# 🧱 Feature Engineering in Machine Learning

## 🧠 What is Feature Engineering?

**Feature Engineering** is the process of using domain knowledge and data understanding to **create, transform, or select** features that improve the performance of machine learning models.

---

## 🎯 Objectives of Feature Engineering

- Enhance **model accuracy** by providing meaningful input
- Reduce **noise and redundancy** in features
- Enable **simpler models** by removing irrelevant data
- Make models more **interpretable** and **generalizable**

---

## ⚙️ Key Steps in Feature Engineering

---

### 1️⃣ Feature Creation

**Definition**: Creating new features by combining or transforming existing ones.

#### 📌 Examples:
- Total cost = Quantity × Price
- Age from Date of Birth
- Text length = `len(text)`

```python
df['total_cost'] = df['quantity'] * df['unit_price']
df['text_length'] = df['review'].apply(len)
```

---

## 2️⃣ Feature Transformation
Definition: Converting features into forms suitable for modeling.

### 🔸 a. Scaling (Normalization / Standardization)
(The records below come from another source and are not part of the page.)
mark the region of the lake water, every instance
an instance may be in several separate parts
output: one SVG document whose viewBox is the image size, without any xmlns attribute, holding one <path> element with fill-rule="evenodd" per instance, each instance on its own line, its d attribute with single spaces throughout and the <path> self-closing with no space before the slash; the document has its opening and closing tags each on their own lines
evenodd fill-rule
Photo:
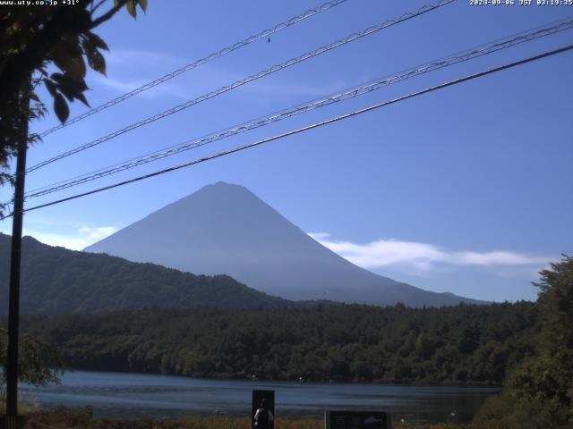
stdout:
<svg viewBox="0 0 573 429">
<path fill-rule="evenodd" d="M 190 414 L 248 416 L 253 389 L 275 391 L 278 416 L 323 416 L 326 409 L 390 411 L 412 423 L 469 422 L 495 388 L 221 381 L 75 371 L 61 385 L 21 386 L 21 399 L 45 408 L 94 407 L 95 417 L 154 418 Z"/>
</svg>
**Standardization: Mean = 0, SD = 1**
```python
from sklearn.preprocessing import StandardScaler
scaler = StandardScaler()
df[['age', 'salary']] = scaler.fit_transform(df[['age', 'salary']])
```
**Min-Max Scaling: Rescales data to [0, 1]**
```python
from sklearn.preprocessing import MinMaxScaler
scaler = MinMaxScaler()
df[['age', 'income']] = scaler.fit_transform(df[['age', 'income']])
```
### 🔸 b. Log Transform / Power Transform
Useful for skewed data or heteroscedasticity
```python
import numpy as np
df['log_income'] = np.log1p(df['income'])
```

---

## 3️⃣ Encoding Categorical Features

### 🔸 a. Label Encoding
Assigns numerical values to each category (ordinal)

``` PYTHON
from sklearn.preprocessing import LabelEncoder
le = LabelEncoder()
df['gender'] = le.fit_transform(df['gender'])
```
### 🔸 b. One-Hot Encoding
Converts each category into separate binary columns (nominal)
``` python
pd.get_dummies(df, columns=['city'], drop_first=True)
```

---

## 4️⃣ Binning
Definition: Convert continuous variables into categorical by dividing them into bins.

```python

df['age_group'] = pd.cut(df['age'], bins=[0, 18, 35, 60, 100], labels=['Teen', 'Young Adult', 'Adult', 'Senior'])
```
---


## 5️⃣ Date-Time Feature Extraction
Extract useful components from date fields like year, month, day, hour, weekday.

```python

df['purchase_date'] = pd.to_datetime(df['purchase_date'])
df['month'] = df['purchase_date'].dt.month
df['weekday'] = df['purchase_date'].dt.day_name()
df['hour'] = df['purchase_date'].dt.hour
```

---

## 6️⃣ Text Feature Extraction
### 🔸 a. Word Count / Character Count
``` python
df['char_count'] = df['review'].apply(len)
df['word_count'] = df['review'].apply(lambda x: len(str(x).split()))
```
### 🔸 b. TF-IDF Vectorization (for ML models)
```python
from sklearn.feature_extraction.text import TfidfVectorizer
tfidf = TfidfVectorizer(max_features=100)
X = tfidf.fit_transform(df['review'])
```

---

## 7️⃣ Feature Selection
Definition: Selecting the most relevant features for the model.

Methods:
- Correlation Matrix
- Univariate Feature Selection (SelectKBest)
- Recursive Feature Elimination (RFE)
- Tree-based importance (e.g., RandomForestClassifier)

```python
from sklearn.feature_selection import SelectKBest, f_classif
selector = SelectKBest(score_func=f_classif, k=5)
X_new = selector.fit_transform(X, y)
```


---

| Technique          | Purpose                       | Example Tool                     |
| ------------------ | ----------------------------- | -------------------------------- |
| Feature Creation   | Add domain knowledge          | `df['total'] = A * B`            |
| Scaling            | Normalize data                | `StandardScaler`, `MinMaxScaler` |
| Encoding           | Convert categories to numbers | `LabelEncoder`, `get_dummies()`  |
| Binning            | Discretize continuous data    | `pd.cut()`                       |
| Text Processing    | Extract info from text        | `TfidfVectorizer()`              |
| Date-Time Features | Add time-based columns        | `.dt.month`, `.dt.hour`          |
| Feature Selection  | Remove irrelevant variables   | `SelectKBest`, `RFE`             |


## 🧾 Final Notes
- Feature Engineering is often more impactful than choosing the algorithm.
- Good features simplify models, improve accuracy, and reduce overfitting.
- Combine domain knowledge + statistical insight + EDA for best results.